Women’s education is a priority in the Middle East and North Africa (MENA). Although almost all girls in the MENA region now attend school – and more women than men go to university – women’s participation in the workforce stubbornly remains among the lowest in the world. The World Bank found only 18% of the female workforce in Egypt is employed in the private sector. The research shows that many women are either reluctant to apply for jobs for fear of competition, or they believe it’s unlikely to find a suitable job.
But Samer wanted her story to be different. She decided to give her career another chance, seeing setbacks as tests of her resilience. A new factory opened in Ismailia in 2019, providing its employees with a state-of-the art kindergarten for their children. Samar, who meanwhile had another baby, had no hesitation.
“I had to pinch myself to be sure I was not dreaming,” she says. She applied for a job and was hired by the new branch of Jade Textile, Egypt’s largest ready-to-wear exporter and a Better Work partner. This gave Samer the opportunity to focus on her career again, earning additional income to support her extended family.
Although Egypt recently implemented a string of measures to support women’s employment, including exceptional leave for mothers, an expansion in conditional cash transfers, increased monthly income for rural women, and special programs for women with disabilities, there’s a long road ahead.

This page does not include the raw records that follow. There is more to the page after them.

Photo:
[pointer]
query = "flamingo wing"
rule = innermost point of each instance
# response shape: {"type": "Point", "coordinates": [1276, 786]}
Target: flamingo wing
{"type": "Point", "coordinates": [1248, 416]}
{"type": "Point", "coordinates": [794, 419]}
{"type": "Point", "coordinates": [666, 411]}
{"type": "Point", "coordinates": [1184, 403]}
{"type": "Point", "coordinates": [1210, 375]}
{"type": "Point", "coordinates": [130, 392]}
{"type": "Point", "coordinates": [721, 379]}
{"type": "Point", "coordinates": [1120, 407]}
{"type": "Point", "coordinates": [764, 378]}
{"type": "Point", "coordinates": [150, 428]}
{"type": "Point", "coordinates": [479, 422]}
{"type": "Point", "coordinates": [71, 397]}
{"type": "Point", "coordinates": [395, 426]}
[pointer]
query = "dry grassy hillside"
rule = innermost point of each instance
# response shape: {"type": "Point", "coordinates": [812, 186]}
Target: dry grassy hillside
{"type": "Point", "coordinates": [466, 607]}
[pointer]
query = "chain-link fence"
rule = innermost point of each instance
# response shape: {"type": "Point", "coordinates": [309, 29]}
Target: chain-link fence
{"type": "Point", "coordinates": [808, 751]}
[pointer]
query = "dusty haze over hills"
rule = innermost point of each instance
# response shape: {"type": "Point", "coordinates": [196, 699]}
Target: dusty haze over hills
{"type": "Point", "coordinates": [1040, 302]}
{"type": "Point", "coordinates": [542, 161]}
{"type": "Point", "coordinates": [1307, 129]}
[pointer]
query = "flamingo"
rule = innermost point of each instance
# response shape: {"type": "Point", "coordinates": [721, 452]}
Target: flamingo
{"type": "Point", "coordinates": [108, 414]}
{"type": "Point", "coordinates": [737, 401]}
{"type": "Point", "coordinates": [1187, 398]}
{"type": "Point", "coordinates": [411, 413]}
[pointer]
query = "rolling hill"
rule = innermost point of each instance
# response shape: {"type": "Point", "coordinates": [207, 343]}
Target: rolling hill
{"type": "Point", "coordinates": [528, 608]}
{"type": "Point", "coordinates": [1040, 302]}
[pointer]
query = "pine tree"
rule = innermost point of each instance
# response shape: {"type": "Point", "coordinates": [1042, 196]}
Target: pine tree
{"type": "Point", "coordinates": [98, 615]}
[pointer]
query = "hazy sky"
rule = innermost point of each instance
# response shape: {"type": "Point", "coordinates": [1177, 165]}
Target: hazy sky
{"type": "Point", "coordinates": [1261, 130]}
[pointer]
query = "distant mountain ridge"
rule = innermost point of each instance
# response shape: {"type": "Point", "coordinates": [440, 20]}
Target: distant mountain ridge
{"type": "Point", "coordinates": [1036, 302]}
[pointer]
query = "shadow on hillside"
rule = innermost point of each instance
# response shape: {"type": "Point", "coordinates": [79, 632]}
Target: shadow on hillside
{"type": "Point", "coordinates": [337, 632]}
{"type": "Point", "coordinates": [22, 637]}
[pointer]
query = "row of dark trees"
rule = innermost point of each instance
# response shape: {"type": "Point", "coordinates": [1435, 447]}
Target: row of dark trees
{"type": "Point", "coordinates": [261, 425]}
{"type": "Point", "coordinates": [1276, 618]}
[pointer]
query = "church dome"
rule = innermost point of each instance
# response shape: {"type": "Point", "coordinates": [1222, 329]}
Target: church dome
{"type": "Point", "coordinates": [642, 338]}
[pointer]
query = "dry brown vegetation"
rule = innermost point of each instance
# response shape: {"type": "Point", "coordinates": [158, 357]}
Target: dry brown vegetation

“We believe that providing a nursery in factories is a key to women’s participation across the industry’s production chain,” says Moataz Abubakr, a manager with Jade Textile. Jade hopes to increase the percentage of women workers in the facility from 28% to 35% in 2022, Abubakr explains, acknowledging the pivotal role women could play within the country’s and region’s economy if given the opportunity and support.
Keeping women out of the labour market has a considerable negative impact on the economy, both domestically and regionally. Legal and social barriers hampering women’s access to jobs and careers in the MENA region is currently costing an estimated $575 billion a year, according to the Organisation for Economic Cooperation and Development (OECD). Egyptian women are no exception, representing an unexploited resource that could change the outlook of the country’s economy, if their potential is acknowledged and facilities and services are provided to support their access to the world of work, like nurseries.
“Jades’s kindergarten is open to children from six months to six years old,” says Abubakr, adding that the factory also provides transportation to and from the factory to its workers and their children. Five classrooms, two sleeping areas, one play yard, and a TV room currently accommodate 114 children of 83 female workers. Fourteen female teachers supervise the children, while one nurse is employed in the facility’s clinic. Starting at the age of four, children in the kindergarten are educated following the Oxford Montessori curriculum to prepare them for school that lies ahead.
“I am extremely happy,” Samer says. “Both Isra’a, four, and Mecca, almost two, are well tended to. The education and health care services are extremely good. I am more relaxed concerning their well-being during my shift as I can visit them during my breaks. We need more facilities like these in Egypt. This has helped me, my colleagues and could help millions of women across the country to get a job and a salary.